Zwei gute Freunde waren sie mal, in frühen DDR-Zeiten, zwei Filmemacher: Roland Steiner und Volker Steinkopff. Arbeiteten beide bei der DEFA, in den staatlichen Filmstudios der DDR. Dann gab es üble Nachrede, Anschwärzen, böses Blut – jeder beschuldigte den anderen, Geschichten hintertragen zu haben. Unverbrüchliche Aversionen sind zurückgeblieben, bis heute. Solche Leute gehen sich aus dem Weg, normalerweise.

Daß Steinkopff und Steiner, mittlerweile im Westen, aber beide an derselben niedersächsischen Provinzuni, der Universität Oldenburg, gelandet sind, darf man schon Ironie der Geschichte nennen. Die DEFA läßt beide auch in Oldenburg nicht los. Und das kam so.

„Aus Gold mach Silber“ nannte der langjährige DEFA-Regisseur Roland Steiner das Verfahren der DDR-Oberen, mißliebige Filme kurzerhand einschmelzen zu lassen. Dann fuhr jedesmal ein Laster, beladen mit Filmkopien, ins sozialistische Bruderland Tschechoslowakei, in die „Kammfabrik“, so hieß das im Jargon der DEFA-Regisseure. Die Filmkopien wurden zu Kämmen umgeschmolzen, soviel wußte auch Roland Steiner, der seit 1968 bei der DEFA war. Was er erst später erfuhr: Wenn die Bezirksfilmdirektionen mal wieder Filme „waschen“ ließen, wollte die rohstoffarme DDR gleich zweimal profitieren. In der tschechischen Kammfabrik wurde aus den Kopien noch der Silberanteil herausgelöst – Kulturgutvernichtung für einen Silbergewinn von zwei Mark pro Filmkopie.

Auch im Herbst 1991 ist ein Laster mit DEFA-Filmen unterwegs. Diesmal in Richtung Westen. Ziel ist die Mediothek der Uni Oldenburg, wo dreizehn Tonnen DEFA- Geschichte archiviert werden. Warum der größte Bestand an DEFA-Filmen – Filmen, die in den staatlichen Studios der DDR in Babelsberg bei Berlin produziert wurden – ausgerechnet in den Archiven einer niedersächsischen Provinzstadt lagert? Schuld daran ist Mediothekar Peter Franzke, Archivar aus Leidenschaft.
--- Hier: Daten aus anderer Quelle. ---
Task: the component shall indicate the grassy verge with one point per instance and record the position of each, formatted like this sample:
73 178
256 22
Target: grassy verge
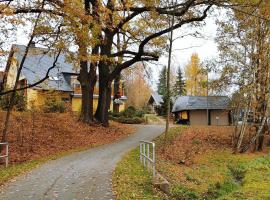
218 174
213 174
131 181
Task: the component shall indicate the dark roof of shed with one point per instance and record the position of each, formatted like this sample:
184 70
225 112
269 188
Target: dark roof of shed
200 103
158 100
36 65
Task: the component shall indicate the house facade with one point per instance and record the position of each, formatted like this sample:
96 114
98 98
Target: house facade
202 110
62 83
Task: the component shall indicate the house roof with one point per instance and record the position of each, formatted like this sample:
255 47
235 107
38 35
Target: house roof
157 98
200 103
38 62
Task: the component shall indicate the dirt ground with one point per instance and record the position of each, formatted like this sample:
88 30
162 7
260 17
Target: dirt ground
32 136
196 140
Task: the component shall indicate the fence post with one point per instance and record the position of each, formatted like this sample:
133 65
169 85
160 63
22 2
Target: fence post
7 155
144 154
141 152
148 155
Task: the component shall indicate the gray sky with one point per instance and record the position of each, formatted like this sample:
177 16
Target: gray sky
182 48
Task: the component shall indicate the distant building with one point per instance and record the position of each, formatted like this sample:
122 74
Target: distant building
62 82
192 110
155 101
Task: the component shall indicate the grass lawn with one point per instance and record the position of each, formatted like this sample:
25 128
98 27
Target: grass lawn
199 164
132 181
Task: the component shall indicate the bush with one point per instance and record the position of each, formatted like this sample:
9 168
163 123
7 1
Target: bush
129 112
52 106
129 116
19 101
179 192
237 171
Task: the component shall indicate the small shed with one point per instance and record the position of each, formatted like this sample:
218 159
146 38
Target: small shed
155 101
202 110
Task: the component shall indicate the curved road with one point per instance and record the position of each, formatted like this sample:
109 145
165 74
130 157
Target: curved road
80 176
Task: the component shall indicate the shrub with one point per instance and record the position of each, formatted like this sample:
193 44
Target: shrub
132 120
52 106
19 101
237 171
180 192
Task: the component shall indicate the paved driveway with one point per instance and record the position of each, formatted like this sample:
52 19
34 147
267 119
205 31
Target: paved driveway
83 175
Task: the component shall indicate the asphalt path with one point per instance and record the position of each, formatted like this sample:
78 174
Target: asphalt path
80 176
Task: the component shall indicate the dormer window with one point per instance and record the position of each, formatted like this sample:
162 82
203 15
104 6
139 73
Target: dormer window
54 78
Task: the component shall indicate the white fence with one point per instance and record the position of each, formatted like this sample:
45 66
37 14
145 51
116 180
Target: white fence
147 155
6 156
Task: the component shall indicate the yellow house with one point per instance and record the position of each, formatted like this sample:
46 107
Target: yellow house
62 83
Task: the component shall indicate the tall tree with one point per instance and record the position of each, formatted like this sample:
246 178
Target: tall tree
162 85
138 90
244 52
195 77
179 87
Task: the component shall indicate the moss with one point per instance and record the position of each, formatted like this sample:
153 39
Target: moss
131 180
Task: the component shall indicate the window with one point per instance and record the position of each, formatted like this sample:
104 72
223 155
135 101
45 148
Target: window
54 78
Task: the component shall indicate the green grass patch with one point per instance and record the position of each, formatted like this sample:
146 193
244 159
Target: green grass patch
171 135
222 175
132 181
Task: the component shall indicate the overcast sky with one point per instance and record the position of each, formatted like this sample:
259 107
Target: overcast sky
182 48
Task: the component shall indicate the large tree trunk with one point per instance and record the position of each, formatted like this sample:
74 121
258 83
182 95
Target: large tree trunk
102 112
86 115
116 88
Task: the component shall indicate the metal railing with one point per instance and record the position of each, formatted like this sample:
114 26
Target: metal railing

Franzke hatte Glück: Denn daß in Zeiten der Haushaltssperren eine Universität 320.000 Mark übrig hat, um dreizehn Tonnen künstlerisch meist wenig bedeutsame Filme zu retten, ist unüblich. Der Archivar schöpfte aus einem Sonderetat in Höhe von sieben Millionen Mark, den die Landesregierung in Hannover zur Verfügung stellte, auszugeben innerhalb eines Jahres. 250 Mark je Schwarzweißkopie, 400 je Farbkopie hat die Uni für die Filme bezahlt – der übliche Preis. Allerdings ohne die Rechte an den Filmen erworben zu haben. Folge: Außer zu wissenschaftlichen Zwecken dürfen sie nicht vorgeführt werden. Die Einrichtung einer Stiftung könnte dem abhelfen. Doch damit die ihrem Namen gerecht wird, müßten veräußerte Senderechte zurück an die Stiftung fallen. Dann könnten die Filme öffentlich vorgeführt werden, ohne daß teure Lizenzgebühren anfielen.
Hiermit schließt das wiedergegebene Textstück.